The fight underway "is about the health and well-being of our country," Pelosi said.
"I've been here 36 years," Hoyer said. "This is the worst budget, the most irrational budget, the most heartless budget" presented by any administration.
Defeating it will require sustained feedback and examples from the field about the life-changing value of strong schools, said Hassan, who shared her own heart-warming example with the crowd. The New Hampshire senator is raising a son with a disability, a boy whose intellect is often conveyed with just a smile when sharp wit enters the conversation around him. It was one of his teachers who recognized this first ("he smiles when students around him get the answer wrong") and was able to bring it to the fore in his studies. "He had a strong paraprofessional to help him," she said. And his teacher "knew what every one of those kids was doing, and what every one of them was learning."

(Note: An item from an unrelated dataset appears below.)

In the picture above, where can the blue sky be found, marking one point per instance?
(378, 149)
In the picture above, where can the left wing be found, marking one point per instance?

Similar stories of public education's value made the rounds in congressional visits, thanks to activists like Erin Azer and Trish Johnson of Tartan High School in North St. Paul, Minn. They were among the teachers ready to speak their minds in one-on-one visits and planned to urge stepped-up support for programs designed to prepare students to participate fully in the 21st-century workforce. Also a priority, they said, were efforts on Capitol Hill to help prepare and retain public school teachers and to grasp the full range of challenges in the classroom.
The mental health piece is vital, Azer said, noting that Minnesota ranks at or near the bottom for counselors in schools.
Johnson, a building rep in her school, said the day of action also underscores the need for vibrant unions as the effective vehicle for educators and healthcare professionals to engage politicians and policymakers. If the GOP's efforts to dismantle unions succeed, Minnesota and other states "could go the way of [Wisconsin Gov.] Scott Walker," pointing to policies that have weakened unions and their ability to defend education and other vital institutions in Minnesota's neighbor.